Pangkal masalahnya, karena masyarakat Arab tidak mengenal belut dan referensinya berasal dari kamus Arab (dictionary) yang menggambarkan belut seperti ular. Wajar masyarakat Arab tidak mengenal belut karena belut tidak ada di Arab.
Kondisi ini “mengganggu” seorang Ulama asal Nusantara, Syeikh Haji Raden Muhammad Mukhtar bin ‘Atharid al-Bughuri al-Batawi al-Jawi al-Makki. Beliau adalah salah satu simpul penting dalam jaringan ulama Nusantara awal abad 19.
Pengalamannya sejak kecil yang akrab dengan belut tentu saja keberatan dengan anggapan masyarakat Arab. Pada masa itu, tentu sangat mudah menjumpai belut di sungai, sawah atau rawa.
Syekh Mukhtar pun, yang juga pengajar di Masjid al-Haram membantah fatwa haram belut, melalui karya yang berjudul As-Shawaiq al-Muhriqah li al-Awham al-Kadzibah fi Bayan Hal al-Balut wa ar-Raddu ala Man Harramah, yang lebih dikenal dengan Kitab Belut.

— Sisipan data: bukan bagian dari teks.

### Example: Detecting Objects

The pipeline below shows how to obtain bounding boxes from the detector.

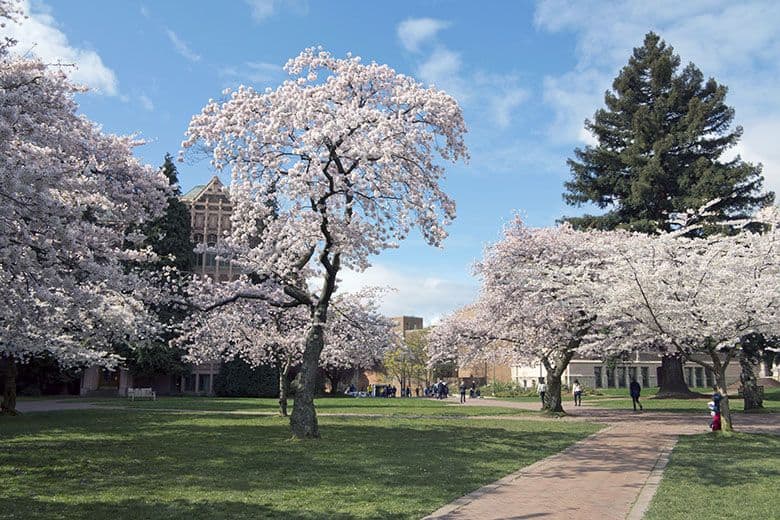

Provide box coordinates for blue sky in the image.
[5,0,780,321]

Dalam kitab ini, digambarkan habitat belut dan klasifikasinya. Dengan deskripsi yang demikian, Syekh Mukhtar menyatakan bahwa belut adalah sejenis ikan yang halal dimakan. Belut bukan binatang yang hidup di dua alam, bukan juga binatang buas seperti anggapan orang Arab selama ini.
Pemaparan Syeikh Mukhtar yang apik dan benar secara saintifik mengenai belut tidak saja mengubah pandangan hukum Islam dan pandangan masyarakat Arab terhadap belut, melainkan juga pengakuan kalangan ulama terhadap luasnya wawasan agama Syeikh Mukhtar.
Deskripsi yang apik dan terperinci terhadap belut dan status hukumnya oleh Syeikh Mukhtar tentu berasal dari kehidupan Nusantara yang akrab dengan belut. Hidup di sungai, rawa, sawah dan tidak menjijikan adalah diantara penjelasannya.
Family belut itu sendiri di dunia hanya ada satu (Synbranchidae) suku ini terbagi menjadi empat genera dengan total 20 jenis.
Sedangkan di Indonesia ada satu family Synbranchidae dengan tiga jenis, Monopterus albus (belut lokal Indonesia), Ophisternon bengalense (introduce), Synbranchus marmoratus (introduce). Ketiganya hidup di rawa, sungai, dan sawah). Semua jenis belut adalah Hemoprodit, artinya ia bisa berkembang biak tanpa ada pasangan.
Selain belut, di Indonesia juga ada Moa atau sidat, binatang ini seperti belut dengan ukuran yang lebih besar. Bedanya, sidat adalah binatang laut yang hidup di air tawar. Sidat akan menuju ke samudera untuk bertelur, setelah menetas, anak-anak sidat akan berusaha menuju ke hulu sungai. Anak-anak sidat yang menuju sungai, biasanya di sekitar muara ditangkap oleh nelayan dan kemudian dijual pada para pengepul.
Berbeda dengan belut yang sudah dibudidaya, sidat relatif susah karena pembijahaan harus di air laut yang bersih dan deras. Yang ada baru pembesaran. Sidat adalah salah satu makanan favorite dan relatif mahal di Jepang. Unagi namanya. Indonesia adalah salah satu pemasok sidat untuk kebutuhan masyarakat Jepang.